Pediriam uma batedeira nova, flores para enfeitar a sala, um fogão ou outro super lançamento que deixasse a família mais feliz. Nessa época, a realidade era bem diferente da que vivemos atualmente. Até aí, nenhuma novidade.

O que mais me surpreende hoje, para essa mesma pergunta feita para mães que trabalham, é que as respostas apontam um desejo que vai além apenas da esfera doméstica. Os “pedidos” das equilibristas revelam uma enorme vontade de ter mais tempo! O maior sonho das equilibristas é ter horas disponíveis. E não é para menos. Da época das nossas avós para cá, só fomos acumulando atividades sem abrir mão de quase nada. Claro que hoje temos um arsenal de eletrodomésticos para facilitar a vida doméstica, mas nem por isso temos menos trabalho. Vivemos em atividade constante, dentro e fora de casa. Trabalhamos em jornadas duplas ou triplas. Seguimos sendo as principais responsáveis pela casa, pelo controle do que falta na despensa, pelo uniforme da escola dos filhos, pelo preparo do jantar. E ainda temos, cada uma a seu jeito, nossas atividades profissionais. Ufa! É coisa para super mulher. Pelo menos é assim que nos sentimos, um pouco heroínas de nossos mundinhos.

E o que fariam as equilibristas com mais tempo? Fiz essa pergunta para uma centena de equilibristas e, a partir das respostas que ouvi, organizei em quatro áreas de “desfrute” do tempo.
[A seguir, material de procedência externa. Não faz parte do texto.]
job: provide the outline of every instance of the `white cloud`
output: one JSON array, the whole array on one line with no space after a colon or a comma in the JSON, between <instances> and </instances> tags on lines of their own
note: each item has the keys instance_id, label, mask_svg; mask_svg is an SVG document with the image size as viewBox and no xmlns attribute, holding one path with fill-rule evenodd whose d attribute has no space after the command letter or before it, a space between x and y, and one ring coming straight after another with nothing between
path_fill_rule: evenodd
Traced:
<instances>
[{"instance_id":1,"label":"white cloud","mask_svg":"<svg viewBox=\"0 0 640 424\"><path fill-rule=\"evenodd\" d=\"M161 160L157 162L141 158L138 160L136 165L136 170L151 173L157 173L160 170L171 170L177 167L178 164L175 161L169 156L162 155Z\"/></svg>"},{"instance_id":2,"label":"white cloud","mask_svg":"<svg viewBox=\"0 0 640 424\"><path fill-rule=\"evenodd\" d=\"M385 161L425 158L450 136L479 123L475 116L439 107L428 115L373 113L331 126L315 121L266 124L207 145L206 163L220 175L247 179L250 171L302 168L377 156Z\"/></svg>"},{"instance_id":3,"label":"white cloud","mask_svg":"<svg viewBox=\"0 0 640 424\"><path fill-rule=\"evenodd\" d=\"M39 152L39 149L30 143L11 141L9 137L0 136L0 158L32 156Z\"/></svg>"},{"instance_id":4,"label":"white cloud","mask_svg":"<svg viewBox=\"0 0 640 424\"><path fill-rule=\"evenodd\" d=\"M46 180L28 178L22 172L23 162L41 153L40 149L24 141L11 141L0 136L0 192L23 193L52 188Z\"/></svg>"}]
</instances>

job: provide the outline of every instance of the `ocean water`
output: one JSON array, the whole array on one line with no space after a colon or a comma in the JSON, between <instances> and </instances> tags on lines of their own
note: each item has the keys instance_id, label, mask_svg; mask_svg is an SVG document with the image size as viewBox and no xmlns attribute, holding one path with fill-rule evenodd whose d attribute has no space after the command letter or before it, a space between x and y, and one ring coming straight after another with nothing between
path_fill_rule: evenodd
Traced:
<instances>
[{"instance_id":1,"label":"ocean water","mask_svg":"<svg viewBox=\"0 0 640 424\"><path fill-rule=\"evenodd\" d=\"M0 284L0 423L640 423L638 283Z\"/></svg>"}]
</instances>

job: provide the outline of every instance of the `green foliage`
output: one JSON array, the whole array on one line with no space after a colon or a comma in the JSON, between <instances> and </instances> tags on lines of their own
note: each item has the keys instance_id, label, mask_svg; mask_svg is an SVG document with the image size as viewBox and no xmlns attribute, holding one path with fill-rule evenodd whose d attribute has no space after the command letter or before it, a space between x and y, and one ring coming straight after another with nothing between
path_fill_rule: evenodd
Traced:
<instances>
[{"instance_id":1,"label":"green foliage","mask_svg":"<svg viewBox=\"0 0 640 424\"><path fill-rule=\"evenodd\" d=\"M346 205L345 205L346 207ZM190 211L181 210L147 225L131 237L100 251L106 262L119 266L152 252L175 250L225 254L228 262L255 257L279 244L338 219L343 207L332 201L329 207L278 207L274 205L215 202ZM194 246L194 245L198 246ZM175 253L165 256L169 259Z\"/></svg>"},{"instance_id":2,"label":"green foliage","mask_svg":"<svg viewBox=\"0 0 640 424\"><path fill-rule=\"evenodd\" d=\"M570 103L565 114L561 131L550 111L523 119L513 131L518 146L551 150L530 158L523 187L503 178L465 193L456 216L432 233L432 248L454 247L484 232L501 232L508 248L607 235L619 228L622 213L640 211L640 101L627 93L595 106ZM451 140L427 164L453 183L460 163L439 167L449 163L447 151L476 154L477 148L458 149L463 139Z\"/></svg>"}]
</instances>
1. “Eu ficaria mais tempo com meus filhos.” Boa parte das equilibristas sente que, se pudesse ter mais horas, usaria esse bônus para ficar com os filhos. Sem dúvida, há um sentimento de débito nosso em relação a eles. É comum acharmos que estamos “devendo” atencão para nossos filhos. Presenteá-los com essas horas a mais, para esse grupo de equilibristas, seria uma forma de acalmar nossa consciência. E, claro, aproveitar a companhia dos filhos é muito prazeroso também! Disso, poucas mães duvidam. Esse grupo de mulheres, em pesquisa que fiz para o livro “Vida de Equilibrista: dores e delícias da mãe que trabalha”, representa algo em torno de 60% do total.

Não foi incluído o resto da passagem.